Motorfabrikant Ilmor heeft zich aangemeld om de goedkope standaardmotor te construeren die de FIA en Bernie Ecclestone in 2017 in de Formule 1 willen introduceren. Dat verklaart eigenaar Mario Illien.

Als alternatief voor de dure 1.6-liter V6 hybride turbokrachtbronnen waar momenteel mee wordt gereden, willen de FIA en Ecclestone vanaf 2017 een klantenmotor introduceren. Het gaat daarbij om een 2.5-liter V6-(bi)turbomotor, welke idealiter door een onafhankelijke fabrikant geconstrueerd wordt, om zo ook gelijk de macht van motorfabrikanten met fabrieksteams – zoals Ferrari en Mercedes – in te perken.

De FIA heeft onlangs de inschrijving voor het leveren van de standaardmotor geopend en Ilmor-eigenaar Illien vertelt nu aan Auto, Motor und Sport dat zijn firma zich als kandidaat heeft gemeld. “We hebben ons ingeschreven”, bevestigt de Zwitser. Ilmor is niet de enige partij die zich heeft gemeld, AER – dat de GP3-motoren maakt en krachtbronnen voor in de endurance-racerij – heeft dat ook gedaan. Cosworth is afgehaakt.

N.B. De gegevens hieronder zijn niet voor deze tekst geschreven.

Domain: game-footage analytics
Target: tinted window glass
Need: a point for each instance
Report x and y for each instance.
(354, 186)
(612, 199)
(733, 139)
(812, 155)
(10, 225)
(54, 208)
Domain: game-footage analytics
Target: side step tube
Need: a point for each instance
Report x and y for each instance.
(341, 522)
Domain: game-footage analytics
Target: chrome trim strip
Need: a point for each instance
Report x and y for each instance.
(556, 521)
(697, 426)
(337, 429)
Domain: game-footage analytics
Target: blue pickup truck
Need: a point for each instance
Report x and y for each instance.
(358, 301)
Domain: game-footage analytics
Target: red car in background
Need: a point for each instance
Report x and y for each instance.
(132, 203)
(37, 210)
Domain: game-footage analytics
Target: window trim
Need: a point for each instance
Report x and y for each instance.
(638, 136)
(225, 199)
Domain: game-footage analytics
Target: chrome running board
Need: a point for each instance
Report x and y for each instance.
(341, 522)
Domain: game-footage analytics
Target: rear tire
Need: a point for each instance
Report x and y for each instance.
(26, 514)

Ilmor werd al eerder genoemd als logische kandidaat, omdat het Indycar-motoren voor Chevrolet maakt en dit 2.2-liter V6-twinturbokrachtbronnen zijn. Het aanpassen hiervan zou niet al te veel tijd en geld moeten kosten, stelt Auto, Motor und Sport. Uiteindelijk wil de FIA een 2.5-liter turbo- of biturbo-motor hebben die minstens 870 pk produceert, niet meer dan 135 kilo weegt en maximaal zes miljoen euro per jaar kost.

De huidige motorleveranciers zijn niet bepaald enthousiast over het plan voor een goedkope klantenmotor. De FIA en Ecclestone maken er echter serieus werk van omdat de huidige motorfabrikanten een voorgestelde prijslimiet voor hun motoren hebben geweigerd. De inschrijving voor de standaardmotor staat open tot 23 november. Een beslissing kan begin december worden verwacht, meldt Auto, Motor und Sport.

Renault
Ilmor en Illien worden de laatste tijd overigens ook geregeld in verband gebracht met het geplaagde Renault. De Zwitser en zijn firma zouden de Fransen wel eens kunnen gaan helpen, zo luidt het. Ilmor zelf ontkende dat aanvankelijk. Nu Renault-topman Cyril Abiteboul ten overstaan van Motorsport.com echter heeft verklaard open te staan voor hulp van buitenaf, houdt Illien het bij ‘geen commentaar’: “Zolang er niets is beslist, zeg ik er niks over.”